Yo no. Me quedé fascinado y de alguna forma enamorado de un país que podía compartir mucho con Europa y, a su vez, no tener nada en común. Leí Ariel, de José Enrique Rodó, que me ayudó a comprender un poco más esta división entre el salvaje Calibán y la criatura etérea Ariel. También, por razones que tenían que ver con el ámbito en el que estuve trabajando, entendí que el teatro uruguayo respetaba mucho más un teatro de palabra, intelectual, dramatúrgico, que un teatro de imagen, impulsado por el diseño o los directores. Y de este impulso surgen cosas impresionantes.

Siempre digo que uno puede conocer mucho más teatro europeo en Montevideo que en Londres, donde es difícil encontrar obras traducidas en cartel. En Montevideo, el interés por investigar horizontes europeos resulta en una docena de obras escritas por dramaturgos de distintos países: Florian Zeller, Joël Pommerat, Jean-Luc Lagarce y Pascal Rambert (Francia), Jon Fosse (Noruega), Lars Norén (Suecia), Josep Maria Miró (España), April de Angelis y Nick Payne (Reino Unido) e Ivor Martinić (Croacia).

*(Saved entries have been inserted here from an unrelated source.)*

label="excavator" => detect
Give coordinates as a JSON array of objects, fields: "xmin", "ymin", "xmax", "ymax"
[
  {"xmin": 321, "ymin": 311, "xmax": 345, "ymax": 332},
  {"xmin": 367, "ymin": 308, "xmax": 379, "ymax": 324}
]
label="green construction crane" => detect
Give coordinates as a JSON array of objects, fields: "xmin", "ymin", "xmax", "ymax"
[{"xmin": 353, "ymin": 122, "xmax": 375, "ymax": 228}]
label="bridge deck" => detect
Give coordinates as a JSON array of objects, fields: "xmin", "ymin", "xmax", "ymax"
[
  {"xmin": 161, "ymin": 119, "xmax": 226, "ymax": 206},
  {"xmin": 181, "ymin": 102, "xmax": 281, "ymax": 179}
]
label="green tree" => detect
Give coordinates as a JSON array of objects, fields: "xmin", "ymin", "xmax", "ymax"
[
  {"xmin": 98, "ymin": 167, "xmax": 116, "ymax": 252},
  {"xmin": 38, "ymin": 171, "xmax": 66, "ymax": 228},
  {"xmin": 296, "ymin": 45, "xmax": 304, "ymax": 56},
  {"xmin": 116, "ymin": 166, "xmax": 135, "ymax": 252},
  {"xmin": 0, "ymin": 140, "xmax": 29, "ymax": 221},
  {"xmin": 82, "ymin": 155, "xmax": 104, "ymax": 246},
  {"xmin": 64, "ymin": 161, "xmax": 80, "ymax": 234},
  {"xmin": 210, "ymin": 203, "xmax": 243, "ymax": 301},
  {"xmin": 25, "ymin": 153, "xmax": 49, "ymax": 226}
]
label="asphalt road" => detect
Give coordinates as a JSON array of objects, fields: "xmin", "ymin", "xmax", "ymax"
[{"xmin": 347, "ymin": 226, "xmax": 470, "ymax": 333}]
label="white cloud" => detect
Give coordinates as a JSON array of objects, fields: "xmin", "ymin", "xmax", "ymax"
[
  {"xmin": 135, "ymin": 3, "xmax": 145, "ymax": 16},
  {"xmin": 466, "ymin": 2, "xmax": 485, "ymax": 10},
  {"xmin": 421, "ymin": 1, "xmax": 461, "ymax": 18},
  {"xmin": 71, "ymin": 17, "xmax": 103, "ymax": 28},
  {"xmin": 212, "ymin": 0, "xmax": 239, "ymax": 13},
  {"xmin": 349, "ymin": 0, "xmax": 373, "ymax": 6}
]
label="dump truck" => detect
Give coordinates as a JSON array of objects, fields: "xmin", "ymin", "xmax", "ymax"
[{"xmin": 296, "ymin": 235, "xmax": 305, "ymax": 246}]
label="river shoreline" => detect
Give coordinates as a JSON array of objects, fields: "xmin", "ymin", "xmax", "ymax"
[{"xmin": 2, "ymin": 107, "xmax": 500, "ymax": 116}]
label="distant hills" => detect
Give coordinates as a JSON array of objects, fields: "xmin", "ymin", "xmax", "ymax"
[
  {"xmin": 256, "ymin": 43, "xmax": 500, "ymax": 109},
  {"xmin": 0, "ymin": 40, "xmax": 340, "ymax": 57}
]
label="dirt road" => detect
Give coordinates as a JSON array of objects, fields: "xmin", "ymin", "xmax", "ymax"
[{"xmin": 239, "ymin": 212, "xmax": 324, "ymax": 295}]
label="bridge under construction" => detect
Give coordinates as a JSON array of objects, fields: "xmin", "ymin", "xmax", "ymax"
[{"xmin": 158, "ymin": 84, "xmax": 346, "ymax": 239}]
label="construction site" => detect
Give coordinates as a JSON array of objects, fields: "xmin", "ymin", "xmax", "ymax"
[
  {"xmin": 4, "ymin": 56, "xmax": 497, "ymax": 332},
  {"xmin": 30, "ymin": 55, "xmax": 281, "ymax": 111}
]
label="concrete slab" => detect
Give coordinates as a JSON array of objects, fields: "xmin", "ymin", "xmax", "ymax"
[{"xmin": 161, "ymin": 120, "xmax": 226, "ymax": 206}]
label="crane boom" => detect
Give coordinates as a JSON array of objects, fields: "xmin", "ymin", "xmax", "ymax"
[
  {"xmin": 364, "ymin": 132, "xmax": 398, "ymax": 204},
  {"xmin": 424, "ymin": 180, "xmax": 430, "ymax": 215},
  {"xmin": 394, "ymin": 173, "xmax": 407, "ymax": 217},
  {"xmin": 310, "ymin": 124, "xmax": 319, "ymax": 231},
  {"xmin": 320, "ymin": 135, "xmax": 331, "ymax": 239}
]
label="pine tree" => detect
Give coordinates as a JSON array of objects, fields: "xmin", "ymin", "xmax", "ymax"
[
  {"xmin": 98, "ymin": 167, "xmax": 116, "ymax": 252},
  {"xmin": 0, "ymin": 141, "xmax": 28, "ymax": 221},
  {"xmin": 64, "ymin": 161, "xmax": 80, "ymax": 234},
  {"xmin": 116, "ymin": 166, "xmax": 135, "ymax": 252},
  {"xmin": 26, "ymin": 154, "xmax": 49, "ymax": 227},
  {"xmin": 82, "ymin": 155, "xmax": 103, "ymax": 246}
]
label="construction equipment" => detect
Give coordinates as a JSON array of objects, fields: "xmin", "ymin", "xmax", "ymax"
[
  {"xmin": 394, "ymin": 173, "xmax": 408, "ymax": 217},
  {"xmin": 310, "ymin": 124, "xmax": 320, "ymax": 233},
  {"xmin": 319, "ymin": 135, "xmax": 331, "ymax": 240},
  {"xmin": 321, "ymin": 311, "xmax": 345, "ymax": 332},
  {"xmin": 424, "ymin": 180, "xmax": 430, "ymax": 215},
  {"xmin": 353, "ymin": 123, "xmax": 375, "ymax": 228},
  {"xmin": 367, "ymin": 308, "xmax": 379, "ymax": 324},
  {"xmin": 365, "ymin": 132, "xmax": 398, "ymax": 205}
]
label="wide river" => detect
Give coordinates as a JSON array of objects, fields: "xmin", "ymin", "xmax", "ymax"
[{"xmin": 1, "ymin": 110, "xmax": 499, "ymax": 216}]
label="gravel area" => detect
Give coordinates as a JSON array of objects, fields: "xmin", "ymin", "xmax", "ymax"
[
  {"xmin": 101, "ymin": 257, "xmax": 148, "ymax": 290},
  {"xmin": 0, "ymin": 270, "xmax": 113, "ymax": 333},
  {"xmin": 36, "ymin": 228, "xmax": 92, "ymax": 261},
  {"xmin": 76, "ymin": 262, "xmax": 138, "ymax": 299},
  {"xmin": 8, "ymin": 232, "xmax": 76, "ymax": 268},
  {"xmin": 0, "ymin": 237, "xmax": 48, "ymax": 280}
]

A veces, esto se traduce en una reverencia a un teatro clásico al que le falta riesgo escénico: el objetivo es ser respetuoso con el texto y no interponer demasiados obstáculos al público. Aunque no esté mal el respeto a las palabras, la extensión lógica de esto deriva en un conservadurismo que puede llegar a compartir la raíz de la pregunta, “You think we’re Indians?”. Con el miedo de ser visto como “primitivo”, el teatro retrocede a un lugar estático, conservador. Y, sin advertirlo, en el proceso se distancia del hilo más moderno del teatro europeo, como el de los arriesgados Thomas Ostermeier, Julian Mitchell e Ivo van Hove, directores que quieren cuestionar o desafiar el canon clásico y sus vínculos con una sociedad y un teatro respaldados por las ganancias del colonialismo, cuando todavía se sabe poco de hasta dónde el éxito de Europa como fuerza política y cultural desde el siglo XVII se vincula con el saqueo de Asia y América Latina.

Este conservadurismo también refleja otras tendencias en una sociedad que parece debatirse entre ser liberal o neoliberal. Justo en este momento de la historia del país y del continente, esta división que estableció Rodó tiene cada vez más significado: volvieron con fuerza las tendencias más “europeas” de represión contra los pueblos indígenas en Bolivia, Chile, Brasil y Ecuador. Una batalla de cinco siglos que se continúa y, como latinoamericana, la gente debe decidir de qué lado posicionarse.

Así, llegamos a un momento muy uruguayo: los premios Florencio, la fiesta del teatro nacional. En la última edición reconocieron a una obra sobre Rosa Luxemburgo (Rosa Luxemburgo, un cuerpo junto al río Spree) que se llevó varios premios, y alguien del equipo creativo dio un lindo discurso sobre la importancia del trabajo de Rosa al defender los derechos de las mujeres y los obreros. Poco después, para el disfrute de los que estaban asistiendo empezó una intervención musical, una secuencia medio al viejo estilo y con un humor básico, dicho con todo respeto. Y, para terminar esta intervención, aparecieron tres bailarines vestidos como “indios andinos”, repletos de ropa exótica y algunas flautas. Ellos bailaban en una forma ridícula, con otra figura, vestida al estilo western, que los derribaba. Claramente, el show se burlaba de estos “indios” exóticos, y el público lo recibió como lo más normal, cuando es muy complejo que esta falta de conciencia se manifieste durante un encuentro que reúne a lo mejor del teatro uruguayo.

Al mismo tiempo, deberíamos recordar que, cada día, el presidente de Brasil, Jair Bolsonaro, amenaza más derechos de la gente indígena de su país, que la represión en contra de los mapuches está más fuerte y encarnizada que nunca, y que, hace un mes, en El Alto y en Senkata, en Bolivia, hubo masacres en nombre de un gobierno que quiere quemar la Wiphala.